Conde Nast and BuzzFeed announce more layoffs, furloughs and pay cuts.

Condé Nast and BuzzFeed Announce Additional Cuts Due to COVID-19

Layoffs, furloughs and pay cuts continue as publishers lose advertising revenue during coronavirus crisis.

Magazine publisher Condé Nast and digital news outlet BuzzFeed have announced additional layoffs, furloughs and cost cutting measures due to the COVID-19 pandemic. Like so many media outlets, Condé Nast and BuzzFeed have lost ad revenue because businesses cannot afford to advertise right now, and the publishers have to cut costs to try to sustain themselves.

According to Publishers Daily, the 111-year-old Condé Nast, which publishes Vogue, The New Yorker, Vogue, Vanity Fair, GQ, Wired and other magazines, is laying off 100 U.S. employees and furloughing another hundred, or about 7.4% of the company’s U.S. workforce of 2,700. Other employees will have a reduced work schedule. Those who are let go will get a severance package and access to job placement resources. The company will continue pay health care premiums for furloughed employees. Employees got the news in a memo from Condé Nast CEO Roger Lynch Wednesday.

“We’ve deferred projects and initiatives, closed hundreds of open roles and limited hiring, renegotiated contracts and temporarily reduced salaries for those with higher incomes, including our leadership team, our board and me,” Lynch added.

The salary reductions started in April. Employees making $100,000 or more received pay cuts of 10% to 20% for five months, beginning May 1. Senior managers are having their pay reduced by 20%, including Vogue editor-in-chief and Condé Nast artistic director Anna Wintour. Lynch and external members of the board are taking a 50% pay cut. At the time those cuts were announced, Lynch suggested that additional cost cutting measures might be necessary.

“While we aren’t as solely dependent on print and digital display advertising as some of our competitors, globally, we will still see a substantial impact from this crisis on our business,” Lynch said in a memo to staff. “It’s very likely our advertising clients, consumers and, therefore, our company will be operating under significant financial pressure for some time. As a result, we’ll need to go beyond the initial cost-saving measures we put in place to protect our business for the long term.”

BuzzFeed has found itself in a similar position. Effective May 16, the media outlet is putting 68 employees on furlough for three months, imposing salary cuts for other workers, and is considering pressing pause on 401(k) matches through year-end, reports Bloomberg. In addition to the furloughs, BuzzFeed is hoping to sublet offices in Minneapolis and Washington, and it has imposed a hiring freeze on 50 open positions.

“The global economic downturn caused by the coronavirus pandemic has inflicted increasing negative impact on our business. In recent weeks, we have been confronted with even greater revenue declines than expected,” said Jonah Peretti, BuzzFeed co-founder. “We need to lower our costs and change how we operate to get through this crisis.”

The first round of COVID-related cuts came in March when Peretti imposed pa reductions of 5% to 25% depending on the size of the staff salary. Senior executives were to get larger cuts than employees who are paid less. Peretti is foregoing his salary until the coronavirus and subsequent economic crisis have passed.

“I understand this will be a real hardship for everyone, but our goal is to make it possible for all of us to get through this,” Peretti wrote in a memo to staff.

Condé Nast  and BuzzFeed are only two of the many publishers laying off and furloughing staff and imposing pay cuts and other cost cutting measure.
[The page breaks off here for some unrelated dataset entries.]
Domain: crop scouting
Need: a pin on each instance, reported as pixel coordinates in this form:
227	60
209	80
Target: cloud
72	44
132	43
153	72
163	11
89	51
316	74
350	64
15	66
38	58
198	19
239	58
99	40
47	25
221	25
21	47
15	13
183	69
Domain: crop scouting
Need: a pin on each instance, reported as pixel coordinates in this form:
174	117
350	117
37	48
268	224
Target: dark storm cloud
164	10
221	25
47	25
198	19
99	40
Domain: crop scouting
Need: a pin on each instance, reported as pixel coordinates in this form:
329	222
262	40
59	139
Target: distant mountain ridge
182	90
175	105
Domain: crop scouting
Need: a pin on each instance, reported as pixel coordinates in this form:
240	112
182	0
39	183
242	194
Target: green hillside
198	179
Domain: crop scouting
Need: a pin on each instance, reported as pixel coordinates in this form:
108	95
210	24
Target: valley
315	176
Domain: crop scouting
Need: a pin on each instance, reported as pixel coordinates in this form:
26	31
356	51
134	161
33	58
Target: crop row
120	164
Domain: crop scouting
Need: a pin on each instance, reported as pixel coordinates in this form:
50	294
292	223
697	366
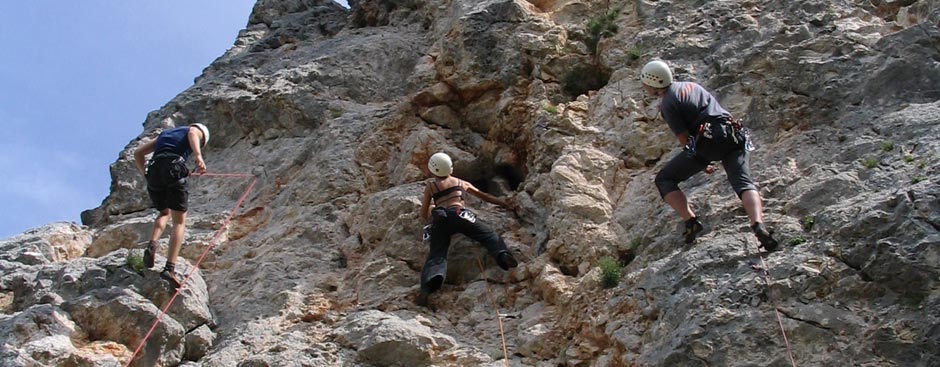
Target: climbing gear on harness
689	147
166	170
656	74
205	132
765	237
467	215
148	254
426	233
692	228
506	261
441	165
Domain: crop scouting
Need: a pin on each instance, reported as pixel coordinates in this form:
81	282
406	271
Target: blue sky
77	79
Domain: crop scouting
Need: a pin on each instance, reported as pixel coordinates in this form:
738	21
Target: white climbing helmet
441	165
656	74
205	132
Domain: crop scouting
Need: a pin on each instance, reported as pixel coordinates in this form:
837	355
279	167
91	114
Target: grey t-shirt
686	105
In April, WWD reported that Meredith Corp. was planning to cut pay for 60% of its staff of 5,000, temporarily stop dividends, and it has withdrawn its guidance for 2020, not knowing what lies ahead.
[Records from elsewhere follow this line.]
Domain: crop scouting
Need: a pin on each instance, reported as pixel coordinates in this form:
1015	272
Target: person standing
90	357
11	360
 “The COVID-19 crisis has created an extremely challenging business environment, including significant advertising campaign cancellations and delays,” said Meredith president and CEO Tom Harty. “While our financial position is strong, given the impact on advertising — which represents approximately half of our revenue mix — we are proactively taking aggressive actions to strengthen our liquidity and enhance our financial flexibility in the near-term to effectively navigate the current environment.”

Insider Take:

These are just the latest media organizations impacted by COVID-19 in an unpredictable advertising landscape. Those hit the hardest are those who rely most heavily on advertising revenue for sustainability. Meredith, with 50% of its revenue coming from advertising, was particularly hard hit, where The New York Times, for example, has diversified its revenue in recent years, making it less reliant on sometimes fickle ad dollars. At the end of the first quarter of 2020, advertising revenue only made of 23.9% of The Times’ total revenue. The coronavirus crisis is undoubtedly a painful lesson for publishers.